A provider-defined tool was configured with invalid arguments. Not retryable — fix the configuration in code. Carries `toolName` and `description`.

```ts
import { AiError } from "effect/unstable/ai"

const error = new AiError.ToolConfigurationError({
  toolName: "OpenAiCodeInterpreter",
  description: "Invalid container ID format"
})

error.isRetryable // => false
error.message     // => "Invalid configuration for tool 'OpenAiCodeInterpreter': Invalid container ID format"
```

### `ToolkitRequiredError`

An operation needed a toolkit to resolve pending tool-approval responses, but none was provided. Not retryable without supplying a toolkit. Carries `pendingApprovals` and an optional `description`.

```ts
import { AiError } from "effect/unstable/ai"

const error = new AiError.ToolkitRequiredError({
  pendingApprovals: ["GetWeather", "SendEmail"]
})

error.isRetryable // => false
error.message     // => "Toolkit required to resolve pending tool approvals: GetWeather, SendEmail"
```

### `InvalidUserInputError`

The prompt contained content that is structurally valid but unsupported by the provider (e.g. an unsupported media type or file format). Not retryable — fix the input.

```ts
import { AiError } from "effect/unstable/ai"

const error = new AiError.InvalidUserInputError({
  description: "Unsupported media type 'video/mp4'. Supported types include images, application/pdf, text/plain"
})

error.isRetryable // => false
error.message     // => "Invalid user input: Unsupported media type 'video/mp4'. ..."
```

## Shared schemas

These schemas are attached to reasons to carry extra context. They are plain Effect `Schema`s, so they decode/encode cleanly across wire boundaries.

### `ProviderMetadata`

A `Record<string, MutableJson | null>` keyed by provider name. Lets a reason carry arbitrary provider-specific detail (error codes, request IDs) without leaking provider types into the public API. Attached as `metadata` on most provider reasons.

```ts
import { AiError } from "effect/unstable/ai"

const error = new AiError.RateLimitError({
  metadata: {
    openai: { errorCode: "rate_limit_exceeded", requestId: "req_123" },
    anthropic: null
  }
})

error.metadata.openai // => { errorCode: "rate_limit_exceeded", requestId: "req_123" }
```

### `UsageInfo`

Optional provider-reported token counts: `promptTokens`, `completionTokens`, `totalTokens`. Attached as `usage` on output reasons (`InvalidOutputError`, `StructuredOutputError`) so you can account for tokens even on a failed generation.

```ts
import { AiError } from "effect/unstable/ai"

const error = new AiError.InvalidOutputError({
  description: "bad output",
  usage: { promptTokens: 120, completionTokens: 0, totalTokens: 120 }
})

error.usage?.totalTokens // => 120
```

### `HttpContext`

The captured HTTP exchange behind a provider error: the required `request` (`HttpRequestDetails`: method, url, urlParams, hash, headers), an optional `response` (`HttpResponseDetails`: status and headers), and an optional raw `body` string.
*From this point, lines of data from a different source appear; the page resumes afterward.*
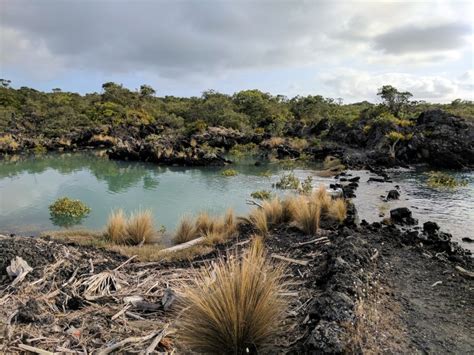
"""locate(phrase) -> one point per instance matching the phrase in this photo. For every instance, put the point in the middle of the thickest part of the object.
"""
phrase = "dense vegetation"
(52, 114)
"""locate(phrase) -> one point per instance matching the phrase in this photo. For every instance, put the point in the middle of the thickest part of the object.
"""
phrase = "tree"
(5, 82)
(395, 100)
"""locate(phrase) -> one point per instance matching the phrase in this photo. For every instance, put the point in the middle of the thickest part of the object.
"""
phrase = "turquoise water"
(28, 185)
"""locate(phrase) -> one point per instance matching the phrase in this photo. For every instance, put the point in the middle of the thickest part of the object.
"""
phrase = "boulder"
(430, 228)
(393, 195)
(402, 216)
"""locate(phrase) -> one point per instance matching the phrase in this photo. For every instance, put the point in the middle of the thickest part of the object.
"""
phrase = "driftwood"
(125, 342)
(183, 246)
(316, 241)
(35, 350)
(290, 260)
(465, 272)
(155, 342)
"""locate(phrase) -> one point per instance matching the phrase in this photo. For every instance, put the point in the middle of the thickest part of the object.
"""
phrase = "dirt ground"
(354, 289)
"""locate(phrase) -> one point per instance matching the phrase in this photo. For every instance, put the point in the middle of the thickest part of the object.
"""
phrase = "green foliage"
(242, 150)
(307, 185)
(229, 172)
(395, 100)
(262, 195)
(67, 207)
(438, 179)
(288, 182)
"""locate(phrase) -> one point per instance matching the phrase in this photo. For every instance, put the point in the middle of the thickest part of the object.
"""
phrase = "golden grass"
(116, 228)
(273, 142)
(185, 231)
(140, 229)
(273, 210)
(258, 218)
(235, 307)
(338, 210)
(323, 197)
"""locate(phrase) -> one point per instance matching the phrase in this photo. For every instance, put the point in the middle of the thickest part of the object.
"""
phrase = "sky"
(339, 49)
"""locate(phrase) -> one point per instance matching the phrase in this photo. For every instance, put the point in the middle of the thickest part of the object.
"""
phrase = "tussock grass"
(235, 307)
(116, 228)
(321, 195)
(273, 210)
(308, 214)
(338, 210)
(185, 231)
(303, 211)
(215, 229)
(134, 230)
(258, 218)
(140, 229)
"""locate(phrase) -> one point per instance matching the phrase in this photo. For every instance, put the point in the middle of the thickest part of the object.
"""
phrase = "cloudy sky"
(341, 49)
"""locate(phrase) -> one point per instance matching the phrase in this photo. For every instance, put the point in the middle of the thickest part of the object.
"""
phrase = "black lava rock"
(393, 195)
(430, 228)
(402, 216)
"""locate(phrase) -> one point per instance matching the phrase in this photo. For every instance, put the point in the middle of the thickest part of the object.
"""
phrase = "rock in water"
(430, 228)
(402, 216)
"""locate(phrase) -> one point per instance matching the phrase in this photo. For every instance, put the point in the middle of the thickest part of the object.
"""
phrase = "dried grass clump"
(214, 229)
(235, 307)
(258, 218)
(307, 214)
(137, 229)
(321, 195)
(338, 210)
(116, 228)
(140, 228)
(185, 231)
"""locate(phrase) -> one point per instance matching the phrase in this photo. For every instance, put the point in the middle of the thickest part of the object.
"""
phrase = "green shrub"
(288, 182)
(262, 195)
(67, 207)
(229, 172)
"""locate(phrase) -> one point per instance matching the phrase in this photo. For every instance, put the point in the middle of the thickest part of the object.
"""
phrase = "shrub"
(66, 207)
(229, 172)
(116, 229)
(185, 231)
(288, 182)
(438, 179)
(235, 307)
(307, 185)
(140, 229)
(273, 210)
(261, 195)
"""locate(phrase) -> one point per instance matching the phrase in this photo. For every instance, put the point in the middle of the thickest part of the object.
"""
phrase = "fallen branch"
(34, 350)
(155, 341)
(290, 260)
(182, 246)
(317, 241)
(125, 342)
(125, 263)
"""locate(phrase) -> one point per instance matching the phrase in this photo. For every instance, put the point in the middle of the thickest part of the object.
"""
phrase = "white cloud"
(361, 85)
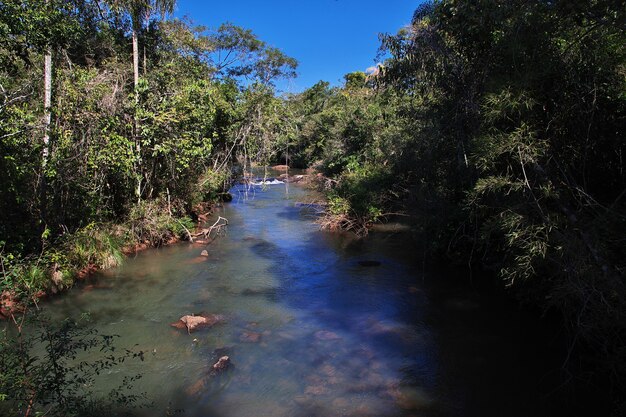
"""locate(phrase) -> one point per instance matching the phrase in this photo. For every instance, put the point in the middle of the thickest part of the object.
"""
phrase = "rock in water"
(222, 364)
(250, 337)
(326, 335)
(192, 323)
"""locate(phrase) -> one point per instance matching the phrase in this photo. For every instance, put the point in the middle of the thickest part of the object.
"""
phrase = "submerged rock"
(250, 337)
(195, 322)
(222, 364)
(326, 335)
(369, 263)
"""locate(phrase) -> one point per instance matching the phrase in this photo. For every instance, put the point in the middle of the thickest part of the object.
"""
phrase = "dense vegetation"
(141, 121)
(497, 127)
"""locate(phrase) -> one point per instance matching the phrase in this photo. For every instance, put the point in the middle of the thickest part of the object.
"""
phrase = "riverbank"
(75, 256)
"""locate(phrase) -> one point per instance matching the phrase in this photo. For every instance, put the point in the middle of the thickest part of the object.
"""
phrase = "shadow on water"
(316, 324)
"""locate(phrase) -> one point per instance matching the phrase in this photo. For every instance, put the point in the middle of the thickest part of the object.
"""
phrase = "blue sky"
(329, 38)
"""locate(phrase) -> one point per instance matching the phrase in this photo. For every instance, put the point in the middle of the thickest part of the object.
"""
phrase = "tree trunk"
(136, 123)
(47, 104)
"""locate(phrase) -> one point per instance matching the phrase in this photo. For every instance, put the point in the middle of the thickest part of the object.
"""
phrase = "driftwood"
(217, 229)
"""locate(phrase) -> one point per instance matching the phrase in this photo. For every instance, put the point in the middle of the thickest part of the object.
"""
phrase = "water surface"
(317, 324)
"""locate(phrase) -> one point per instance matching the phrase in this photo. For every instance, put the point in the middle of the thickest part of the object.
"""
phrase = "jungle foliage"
(126, 158)
(498, 127)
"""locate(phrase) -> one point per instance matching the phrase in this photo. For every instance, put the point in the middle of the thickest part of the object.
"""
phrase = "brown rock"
(326, 335)
(250, 337)
(222, 364)
(196, 388)
(316, 390)
(192, 323)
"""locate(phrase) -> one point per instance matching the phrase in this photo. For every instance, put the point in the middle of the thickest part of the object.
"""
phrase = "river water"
(316, 324)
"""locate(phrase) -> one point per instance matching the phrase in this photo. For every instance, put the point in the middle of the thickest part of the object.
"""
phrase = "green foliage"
(45, 370)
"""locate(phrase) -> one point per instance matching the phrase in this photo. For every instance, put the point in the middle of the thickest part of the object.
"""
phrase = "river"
(316, 324)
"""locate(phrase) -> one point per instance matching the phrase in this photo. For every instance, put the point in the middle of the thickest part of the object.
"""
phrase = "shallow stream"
(316, 324)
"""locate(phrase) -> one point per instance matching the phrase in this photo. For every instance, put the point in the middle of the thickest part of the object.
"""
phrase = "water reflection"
(315, 324)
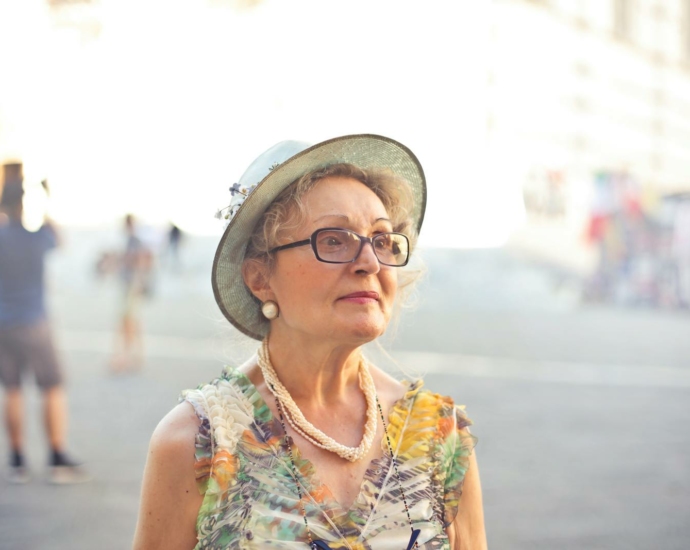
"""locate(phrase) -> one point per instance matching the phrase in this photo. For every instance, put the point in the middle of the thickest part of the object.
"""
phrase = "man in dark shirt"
(25, 334)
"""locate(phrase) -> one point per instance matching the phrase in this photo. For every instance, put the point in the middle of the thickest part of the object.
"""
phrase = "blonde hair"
(288, 212)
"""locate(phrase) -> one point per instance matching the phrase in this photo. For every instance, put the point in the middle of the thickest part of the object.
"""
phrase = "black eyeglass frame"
(362, 241)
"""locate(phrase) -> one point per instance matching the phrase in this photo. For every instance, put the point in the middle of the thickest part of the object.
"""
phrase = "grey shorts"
(29, 348)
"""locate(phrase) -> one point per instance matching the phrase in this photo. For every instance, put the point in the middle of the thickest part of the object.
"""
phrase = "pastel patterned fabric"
(250, 496)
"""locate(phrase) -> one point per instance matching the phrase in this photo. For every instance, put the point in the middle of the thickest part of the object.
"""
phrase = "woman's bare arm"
(467, 532)
(170, 500)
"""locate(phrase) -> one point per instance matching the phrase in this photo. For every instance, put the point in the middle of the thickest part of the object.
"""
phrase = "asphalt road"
(582, 414)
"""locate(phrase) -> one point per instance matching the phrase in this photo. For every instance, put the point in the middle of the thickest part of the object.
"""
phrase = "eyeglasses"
(334, 245)
(320, 545)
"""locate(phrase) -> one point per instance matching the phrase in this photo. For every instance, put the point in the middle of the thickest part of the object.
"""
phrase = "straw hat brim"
(366, 151)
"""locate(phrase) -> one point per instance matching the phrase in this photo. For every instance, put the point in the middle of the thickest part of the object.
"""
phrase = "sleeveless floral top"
(250, 500)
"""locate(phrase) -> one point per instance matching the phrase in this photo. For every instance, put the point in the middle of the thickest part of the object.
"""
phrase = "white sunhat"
(261, 184)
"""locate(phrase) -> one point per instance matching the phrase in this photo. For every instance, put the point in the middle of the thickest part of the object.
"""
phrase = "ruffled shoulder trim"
(458, 447)
(225, 413)
(431, 427)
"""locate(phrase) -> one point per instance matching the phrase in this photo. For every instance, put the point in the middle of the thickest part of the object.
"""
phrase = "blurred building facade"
(589, 100)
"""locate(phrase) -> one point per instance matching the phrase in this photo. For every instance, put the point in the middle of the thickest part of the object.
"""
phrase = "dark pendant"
(413, 538)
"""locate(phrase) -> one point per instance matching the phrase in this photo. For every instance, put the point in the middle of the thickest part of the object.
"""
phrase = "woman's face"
(325, 300)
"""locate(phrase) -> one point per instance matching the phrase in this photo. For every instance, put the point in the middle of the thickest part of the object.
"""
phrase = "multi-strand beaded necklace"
(330, 445)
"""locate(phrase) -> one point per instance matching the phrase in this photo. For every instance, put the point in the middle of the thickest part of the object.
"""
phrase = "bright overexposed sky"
(156, 107)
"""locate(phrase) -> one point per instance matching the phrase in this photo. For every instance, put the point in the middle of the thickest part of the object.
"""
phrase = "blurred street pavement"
(581, 412)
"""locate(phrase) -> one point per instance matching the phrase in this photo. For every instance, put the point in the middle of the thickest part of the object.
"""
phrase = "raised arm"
(467, 532)
(170, 500)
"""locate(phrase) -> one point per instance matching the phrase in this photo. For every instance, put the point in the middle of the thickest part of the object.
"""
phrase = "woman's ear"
(256, 277)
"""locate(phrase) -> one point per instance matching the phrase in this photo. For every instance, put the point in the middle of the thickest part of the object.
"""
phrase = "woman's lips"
(366, 297)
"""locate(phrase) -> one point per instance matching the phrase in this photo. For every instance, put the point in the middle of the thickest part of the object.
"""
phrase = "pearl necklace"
(305, 428)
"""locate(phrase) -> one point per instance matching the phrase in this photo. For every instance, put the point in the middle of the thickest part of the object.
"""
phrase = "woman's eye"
(331, 241)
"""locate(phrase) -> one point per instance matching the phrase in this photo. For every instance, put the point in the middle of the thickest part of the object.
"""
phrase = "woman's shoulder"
(175, 433)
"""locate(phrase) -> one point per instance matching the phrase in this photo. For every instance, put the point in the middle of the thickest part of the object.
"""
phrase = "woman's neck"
(316, 371)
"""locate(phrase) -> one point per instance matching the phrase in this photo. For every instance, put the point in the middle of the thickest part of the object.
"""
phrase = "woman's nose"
(367, 260)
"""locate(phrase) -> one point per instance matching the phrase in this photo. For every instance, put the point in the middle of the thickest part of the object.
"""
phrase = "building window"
(622, 18)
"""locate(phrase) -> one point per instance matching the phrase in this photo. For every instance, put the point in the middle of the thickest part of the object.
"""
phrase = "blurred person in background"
(308, 444)
(135, 265)
(26, 342)
(172, 250)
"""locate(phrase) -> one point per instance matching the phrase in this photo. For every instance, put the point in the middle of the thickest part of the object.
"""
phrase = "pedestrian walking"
(26, 341)
(134, 265)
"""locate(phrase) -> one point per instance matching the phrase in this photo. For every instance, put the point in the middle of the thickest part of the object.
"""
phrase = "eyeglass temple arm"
(291, 245)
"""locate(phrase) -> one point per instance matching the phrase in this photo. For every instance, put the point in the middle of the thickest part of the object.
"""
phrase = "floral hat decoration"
(265, 179)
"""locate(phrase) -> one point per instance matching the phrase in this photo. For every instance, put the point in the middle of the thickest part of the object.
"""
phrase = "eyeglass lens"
(341, 245)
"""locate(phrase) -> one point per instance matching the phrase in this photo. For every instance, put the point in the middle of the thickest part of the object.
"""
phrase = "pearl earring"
(270, 309)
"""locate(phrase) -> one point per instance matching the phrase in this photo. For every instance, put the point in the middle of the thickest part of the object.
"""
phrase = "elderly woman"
(308, 444)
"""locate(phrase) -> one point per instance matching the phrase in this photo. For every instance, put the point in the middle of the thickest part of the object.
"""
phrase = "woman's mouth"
(363, 297)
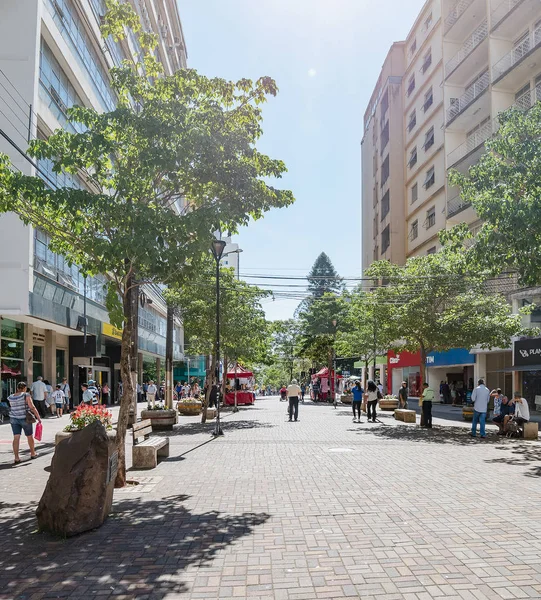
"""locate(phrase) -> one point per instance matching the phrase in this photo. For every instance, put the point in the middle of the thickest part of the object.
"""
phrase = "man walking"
(293, 393)
(480, 398)
(39, 395)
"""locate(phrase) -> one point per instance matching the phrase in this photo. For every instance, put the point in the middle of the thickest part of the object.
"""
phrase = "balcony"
(512, 16)
(520, 63)
(460, 106)
(470, 58)
(470, 147)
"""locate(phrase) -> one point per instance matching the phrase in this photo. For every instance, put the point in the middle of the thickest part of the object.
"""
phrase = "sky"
(325, 56)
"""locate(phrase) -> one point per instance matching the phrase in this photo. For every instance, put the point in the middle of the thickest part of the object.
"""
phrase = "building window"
(414, 193)
(427, 61)
(430, 178)
(411, 85)
(385, 171)
(414, 231)
(385, 205)
(413, 120)
(385, 239)
(429, 138)
(429, 100)
(431, 217)
(413, 157)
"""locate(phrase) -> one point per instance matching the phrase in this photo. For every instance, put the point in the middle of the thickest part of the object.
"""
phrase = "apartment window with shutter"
(412, 120)
(411, 85)
(430, 178)
(413, 157)
(414, 193)
(429, 100)
(427, 61)
(429, 138)
(385, 239)
(385, 171)
(385, 205)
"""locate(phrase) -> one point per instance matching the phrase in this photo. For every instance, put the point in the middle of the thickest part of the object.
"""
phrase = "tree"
(173, 162)
(504, 188)
(434, 302)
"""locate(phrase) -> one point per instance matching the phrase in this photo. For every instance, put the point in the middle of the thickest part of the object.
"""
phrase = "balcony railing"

Attached as `http` on provider/transport reasons.

```ts
import { AiError } from "effect/unstable/ai"

const error = new AiError.InternalProviderError({
  description: "Server error",
  http: {
    request: {
      method: "POST",
      url: "https://api.openai.com/v1/chat/completions",
      urlParams: [],
      hash: undefined,
      headers: { "Content-Type": "application/json" }
    },
    response: {
      status: 503,
      headers: { "X-Request-Id": "req_abc123" }
    },
    body: '{"error":"service unavailable"}'
  }
})

error.http?.response?.status // => 503
```
**Header redaction:** Header values in `HttpContext` are typed as `string | Redacted<string>`. Sensitive
headers (such as `Authorization`) are redacted automatically when an error is built
from a platform request, so logging the context does not leak credentials.